Apparently we have different Facebook friends than Zencity.

In its first report, the company the Oak Harbor City Council is paying $15,000 in CARES Act funding chose to focus on the island-wide power outage in November for an analysis of public opinion via social media.

Friday the 13th was a dark day on Whidbey. School was canceled. Traffic was confused as traffic lights blinked out. Cell phones and laptops ran out of power. Homes were cold. Crucial testimony in an important trial was interrupted. A man was murdered.

The Zencity report, however, concludes — and needlessly illustrates with blocky diagrams — that the response on social media was overwhelmingly favorable and no negative sentiment at all was expressed. A healthy number of posts thanked public works staff for their efforts restoring power, which of course they had nothing to do with.

Thank God the council now has their collective finger on the pulse of the community. Apparently people like outages, there are no other concerns and the city doesn’t need to do anything better.

Patting on backs should commence.

Oak Harbor also funded a business-promoting website — Oak Harbor CARES — that remains unfinished.

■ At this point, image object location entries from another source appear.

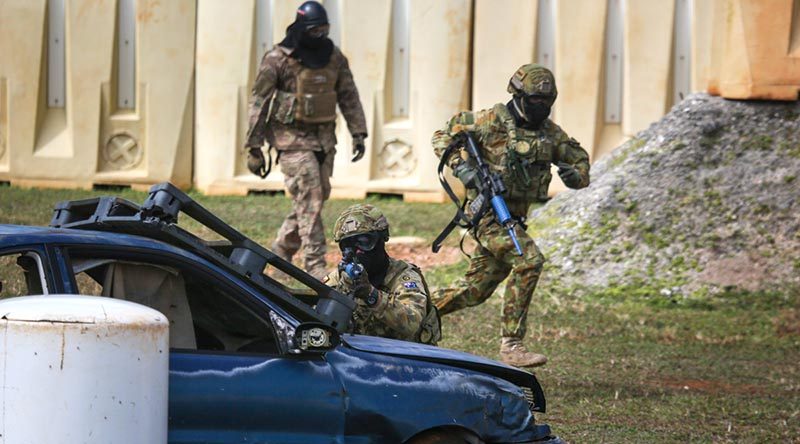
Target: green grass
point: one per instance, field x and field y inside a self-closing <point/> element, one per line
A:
<point x="625" y="367"/>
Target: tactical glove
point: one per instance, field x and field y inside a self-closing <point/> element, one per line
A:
<point x="467" y="174"/>
<point x="360" y="287"/>
<point x="358" y="147"/>
<point x="256" y="163"/>
<point x="569" y="175"/>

The county, which needs help spreading COVID-related safety information, is using CARES money to pay $610 a week for 10 hours of work from the city’s public information officer, who is the one that came up with the idea of hiring Zencity and took public credit for the website.

These may not be wise uses of CARES Act funding, but Whidbey is not alone in this. Stories from across the nation illustrate how so much of the money — which was meant to help regular people and businesses during the pandemic — has been misdirected to large corporations or projects that have nothing to do with the pandemic.

When vast sums of money are flowing around, it may seem trifling to quibble about comparatively trivial amounts.

But quite the opposite should be the case.

Now more than ever, it’s important to make every dollar count. That $15,000 could have meant the difference between staying open or closing for a small Oak Harbor business. Or it could have been used to hire a local person with knowledge of the Whidbey social media landscape to provide real insight.

“Spending your money wisely” and “buying local” shouldn’t just be catchphrases for government, but guiding principles.